先验信息、群体大小与全基因组假设检验中的功效。

Priors, population sizes, and power in genome-wide hypothesis tests.

机构信息

Department of Biomedical Engineering, Johns Hopkins University, Baltimore, MD, 21218, USA.

Department of Genetic Medicine, Johns Hopkins University, Baltimore, MD, 21218, USA.

出版信息

BMC Bioinformatics. 2023 Apr 26;24(1):170. doi: 10.1186/s12859-023-05261-9.

DOI:10.1186/s12859-023-05261-9

PMID:37101120

原文链接:https://pmc.ncbi.nlm.nih.gov/articles/PMC10134629/

Abstract

BACKGROUND

Genome-wide tests, including genome-wide association studies (GWAS) of germ-line genetic variants, driver tests of cancer somatic mutations, and transcriptome-wide association tests of RNAseq data, carry a high multiple testing burden. This burden can be overcome by enrolling larger cohorts or alleviated by using prior biological knowledge to favor some hypotheses over others.
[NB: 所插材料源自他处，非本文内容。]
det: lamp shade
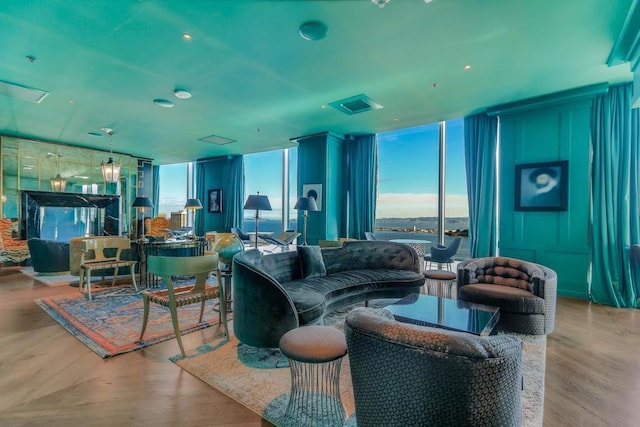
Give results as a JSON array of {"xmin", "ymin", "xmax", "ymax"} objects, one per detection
[
  {"xmin": 244, "ymin": 194, "xmax": 271, "ymax": 211},
  {"xmin": 50, "ymin": 174, "xmax": 67, "ymax": 193},
  {"xmin": 293, "ymin": 197, "xmax": 318, "ymax": 211},
  {"xmin": 184, "ymin": 199, "xmax": 202, "ymax": 209},
  {"xmin": 131, "ymin": 197, "xmax": 153, "ymax": 208},
  {"xmin": 101, "ymin": 157, "xmax": 120, "ymax": 184}
]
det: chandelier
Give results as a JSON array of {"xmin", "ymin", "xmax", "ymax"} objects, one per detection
[
  {"xmin": 371, "ymin": 0, "xmax": 433, "ymax": 9},
  {"xmin": 47, "ymin": 153, "xmax": 67, "ymax": 193},
  {"xmin": 101, "ymin": 128, "xmax": 120, "ymax": 184}
]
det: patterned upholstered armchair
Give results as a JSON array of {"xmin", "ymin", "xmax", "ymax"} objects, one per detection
[
  {"xmin": 344, "ymin": 308, "xmax": 522, "ymax": 427},
  {"xmin": 458, "ymin": 257, "xmax": 558, "ymax": 335}
]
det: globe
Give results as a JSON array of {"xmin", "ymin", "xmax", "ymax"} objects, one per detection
[{"xmin": 214, "ymin": 233, "xmax": 244, "ymax": 270}]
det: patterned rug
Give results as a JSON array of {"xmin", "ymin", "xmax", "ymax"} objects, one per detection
[
  {"xmin": 20, "ymin": 267, "xmax": 79, "ymax": 286},
  {"xmin": 35, "ymin": 286, "xmax": 225, "ymax": 358},
  {"xmin": 172, "ymin": 302, "xmax": 547, "ymax": 427}
]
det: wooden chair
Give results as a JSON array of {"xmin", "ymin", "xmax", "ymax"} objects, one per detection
[
  {"xmin": 140, "ymin": 253, "xmax": 229, "ymax": 357},
  {"xmin": 78, "ymin": 237, "xmax": 138, "ymax": 301}
]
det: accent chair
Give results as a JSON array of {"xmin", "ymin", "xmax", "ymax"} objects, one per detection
[
  {"xmin": 458, "ymin": 257, "xmax": 558, "ymax": 335},
  {"xmin": 344, "ymin": 307, "xmax": 522, "ymax": 427}
]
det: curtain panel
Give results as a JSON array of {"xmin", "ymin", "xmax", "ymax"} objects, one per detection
[
  {"xmin": 347, "ymin": 134, "xmax": 378, "ymax": 239},
  {"xmin": 591, "ymin": 84, "xmax": 640, "ymax": 308},
  {"xmin": 151, "ymin": 165, "xmax": 160, "ymax": 218},
  {"xmin": 464, "ymin": 114, "xmax": 498, "ymax": 258}
]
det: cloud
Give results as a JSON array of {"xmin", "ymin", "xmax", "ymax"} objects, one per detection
[{"xmin": 376, "ymin": 193, "xmax": 469, "ymax": 218}]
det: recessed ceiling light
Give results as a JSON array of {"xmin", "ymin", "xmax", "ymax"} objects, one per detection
[
  {"xmin": 173, "ymin": 89, "xmax": 191, "ymax": 99},
  {"xmin": 298, "ymin": 21, "xmax": 329, "ymax": 41},
  {"xmin": 153, "ymin": 98, "xmax": 173, "ymax": 108}
]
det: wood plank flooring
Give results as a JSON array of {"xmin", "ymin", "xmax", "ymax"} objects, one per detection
[{"xmin": 0, "ymin": 267, "xmax": 640, "ymax": 427}]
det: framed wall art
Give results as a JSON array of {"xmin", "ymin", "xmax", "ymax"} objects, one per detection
[
  {"xmin": 209, "ymin": 188, "xmax": 222, "ymax": 213},
  {"xmin": 515, "ymin": 160, "xmax": 569, "ymax": 211}
]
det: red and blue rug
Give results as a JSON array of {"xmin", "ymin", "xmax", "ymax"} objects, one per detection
[{"xmin": 35, "ymin": 287, "xmax": 224, "ymax": 358}]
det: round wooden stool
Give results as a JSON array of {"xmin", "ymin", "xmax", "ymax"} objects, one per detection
[
  {"xmin": 280, "ymin": 326, "xmax": 347, "ymax": 426},
  {"xmin": 424, "ymin": 270, "xmax": 456, "ymax": 298}
]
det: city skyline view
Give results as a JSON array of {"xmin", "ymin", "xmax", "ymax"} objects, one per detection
[{"xmin": 157, "ymin": 119, "xmax": 468, "ymax": 220}]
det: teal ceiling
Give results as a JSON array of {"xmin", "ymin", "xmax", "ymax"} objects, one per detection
[{"xmin": 0, "ymin": 0, "xmax": 633, "ymax": 164}]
Here we compare these two methods in terms of their abilities to boost the power of hypothesis testing.

RESULTS

We provide a quantitative estimate for progress in cohort sizes and present a theoretical analysis of the power of oracular hard priors: priors that select a subset of hypotheses for testing, with an oracular guarantee that all true positives are within the tested subset. This theory demonstrates that for GWAS, strong priors that limit testing to 100-1000 genes provide less power than typical annual 20-40% increases in cohort sizes. Furthermore, non-oracular priors that exclude even a small fraction of true positives from the tested set can perform worse than not using a prior at all.

CONCLUSION

Our results provide a theoretical explanation for the continued dominance of simple, unbiased univariate hypothesis tests for GWAS: if a statistical question can be answered by larger cohort sizes, it should be answered by larger cohort sizes rather than by more complicated biased methods involving priors. We suggest that priors are better suited for non-statistical aspects of biology, such as pathway structure and causality, that are not yet easily captured by standard hypothesis tests.

摘要

背景

全基因组测试，包括胚系遗传变异的全基因组关联研究（GWAS）、癌症体细胞突变的驱动测试以及 RNAseq 数据的转录组关联测试，都存在很高的多重测试负担。这种负担可以通过招募更大的队列来克服，也可以通过利用先前的生物学知识来支持某些假设而不是其他假设来缓解。在这里，我们比较了这两种方法在增强假设检验能力方面的效果。

结果

我们提供了一种定量估计，用于衡量队列大小的进展，并对预测先验的功效进行了理论分析：预测先验选择了一组用于测试的假设，具有一个预测先验的保证，即所有的真阳性都在测试的假设中。该理论表明，对于 GWAS，将测试限制在 100-1000 个基因的强预测先验提供的功效不如每年增加 20-40%的典型队列大小。此外，即使排除了测试集中一小部分真阳性的非预测先验，其效果也可能不如完全不使用预测先验。

结论

我们的结果为 GWAS 中简单、无偏的单变量假设检验的持续主导地位提供了理论解释：如果一个统计问题可以通过更大的队列大小来回答，那么它应该通过更大的队列大小来回答，而不是通过涉及预测先验的更复杂的有偏方法来回答。我们建议预测先验更适合生物学的非统计方面，例如途径结构和因果关系，这些方面还不容易被标准的假设检验所捕捉。